Kelly was born in 1080. His name in Irish is Ceallach Mac Aedha. He was heir, to a lay administration, known as ‘’coarb’’ of St. Patrick. This role was the family heirloom of Clann Sínaigh, who took control of the administration of the abbacy of Armagh, to keep the monastic settlement from the foreign Viking hands. This was after the historic period of great instability in the Gaelic kingdom. In that epoch, there were seismic ethnic incursions in Ireland, that we find narrated in the ‘’Book of Invasions’’. This book encapsulates a difficult situation for the Gaels, wrought by the Vikings, who as the book recounts, arrived in Ireland ‘’wave after wave after wave’’. The Norse Vikings took hold of Dublin and Waterford, and later the Danes arrived and despoiled the established Catholic sees in Ireland. The nation’s formerly established diocese became depleted of bishops and priests.

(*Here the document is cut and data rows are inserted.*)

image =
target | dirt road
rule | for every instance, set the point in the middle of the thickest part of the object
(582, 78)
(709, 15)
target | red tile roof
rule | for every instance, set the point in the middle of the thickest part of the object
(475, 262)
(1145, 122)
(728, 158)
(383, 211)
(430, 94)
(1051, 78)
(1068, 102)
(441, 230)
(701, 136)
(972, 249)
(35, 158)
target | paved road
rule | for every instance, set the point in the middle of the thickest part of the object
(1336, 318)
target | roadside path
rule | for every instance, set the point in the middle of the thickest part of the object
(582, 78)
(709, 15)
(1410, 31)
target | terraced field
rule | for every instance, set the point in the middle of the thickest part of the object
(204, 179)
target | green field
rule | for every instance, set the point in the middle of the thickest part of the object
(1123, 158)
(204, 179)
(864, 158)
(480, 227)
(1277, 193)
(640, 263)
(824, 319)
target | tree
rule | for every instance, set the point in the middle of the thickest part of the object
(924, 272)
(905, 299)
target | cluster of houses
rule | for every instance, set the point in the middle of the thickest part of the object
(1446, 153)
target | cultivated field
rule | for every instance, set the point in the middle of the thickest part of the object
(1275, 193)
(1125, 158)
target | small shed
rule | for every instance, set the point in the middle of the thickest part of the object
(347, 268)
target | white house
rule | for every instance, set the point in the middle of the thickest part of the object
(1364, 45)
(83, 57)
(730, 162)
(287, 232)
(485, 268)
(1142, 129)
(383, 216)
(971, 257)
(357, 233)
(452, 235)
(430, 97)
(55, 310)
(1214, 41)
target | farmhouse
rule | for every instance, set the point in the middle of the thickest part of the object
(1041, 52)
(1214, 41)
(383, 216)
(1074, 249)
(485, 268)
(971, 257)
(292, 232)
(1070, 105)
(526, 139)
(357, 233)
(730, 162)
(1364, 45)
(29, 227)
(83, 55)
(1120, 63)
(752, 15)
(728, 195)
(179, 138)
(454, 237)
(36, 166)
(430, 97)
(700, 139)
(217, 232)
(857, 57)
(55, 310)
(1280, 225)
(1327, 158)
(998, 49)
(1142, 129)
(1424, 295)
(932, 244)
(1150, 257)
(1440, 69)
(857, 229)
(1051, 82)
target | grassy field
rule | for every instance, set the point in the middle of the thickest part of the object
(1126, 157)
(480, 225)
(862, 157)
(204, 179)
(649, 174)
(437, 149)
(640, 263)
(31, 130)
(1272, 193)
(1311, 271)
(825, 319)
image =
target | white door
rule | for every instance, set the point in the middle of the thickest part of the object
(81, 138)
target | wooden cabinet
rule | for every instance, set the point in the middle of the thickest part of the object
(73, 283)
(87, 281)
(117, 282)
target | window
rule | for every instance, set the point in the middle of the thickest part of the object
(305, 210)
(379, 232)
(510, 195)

The Clann Sínaigh had took control of the Abbey of Armagh for security, and did financially well from this arrangement. Then in 1091, Kelly became the family lay administrator of Armagh. But he took the unusual step to priestly ordination and chose the celibate life, with a view to reigning in the reform, introduced by Pope Gregory VIII across Europe. To explain; lay administrative control of abbeys were a feature in Europe, after the fall of the roman empire. But Pope Gregory VII (1073-85) wished to replace the lay administration with the administrative role of a diocesan bishop.
Around that same era, in England, strong Norman archbishops like Lanfranc and St Anselm were appointed to the see of Canterbury. They had support from the growing Norse community in Dublin and Waterford. Anselm consecrated Samuel Ó h-Ainglí as bishop for Dublin and consecrated Malchus as the first bishop of Waterford.
After Pope Gregory, a momentum built up in Ireland regarding reform. The 1st Synod of Cashel (1101) was presided over by King Muircheartach Ó Briain in Ireland at the request of Lanfranc and Anselm. The reform momentum was led by bishop of Meath, Maol Muire Ó Dunáin, who was appointed papal legate to Ireland by Pope Paschal II (1099-1117). This 1st synod of Cashel enacted decrees against lay investiture, and against the idea of a lay administrator.
Then in 1106 bishop Maol Muire Ó Dunáin ordained Kelly as a bishop. He was present at the Synod of Rathbreasail in 1111, which also promoted the reforms of synod of Cashel on a nationwide level. The momentum was gaining ground. Cashel and Armagh were to be the two recognised archdioceses in Ireland pending approval from Rome. The synod of Rathbreasail begin the re-establishment of the diocese structure in Ireland.
All of this momentum was the backdrop in whom Kelly found himself as administrating bishop of Armagh, and set him on a collision course of family rivalry upon the now defunct hereditary practices. Kelly had also to simultaneously wrestle the diocese of Dublin from the Norse influence, and their loyalty to Canterbury. It was around this time, that bishop Kelly appointed a young monk named Malachy, ‘’Maolmhaodhóg Ua Morgair’’ to act as his vicar in Armagh. When bishop Kelly returned to Armagh in 1122, he felt that Malachy would make a suitable bishop. Malachy was sent to Lismore, an influential monastic centre with Benedictine influences from England and the continent.
In a shrewd move, bishop Kelly later appointed Malachy as successor to Armagh. In this way, the hereditary succession of the coarbs of Armagh from his Clan was broken, with a successor outside the family hegemony. In 1129 Kelly died at Ardpatrick and was buried in Lismore. Malachy was left with the difficulties of wrestling control as bishop from Kelly’s next of kin, Muircheartach. He only took control of Armagh after Muircheartach’s died in 1134, thanks to the support from Cinél Eoghain. This support secured the see of Armagh, from the next of kin, Niall of the Clann Sínaigh, the would-be successor to Muircheartach. With the see of Armagh now assured, Bishop Malachy appointed as his own successor, Gilla Mac Líag, abbot of Derry. And the rest is history…
St. Kelly of Armagh is celebrated on the 1st of April in the church calendar.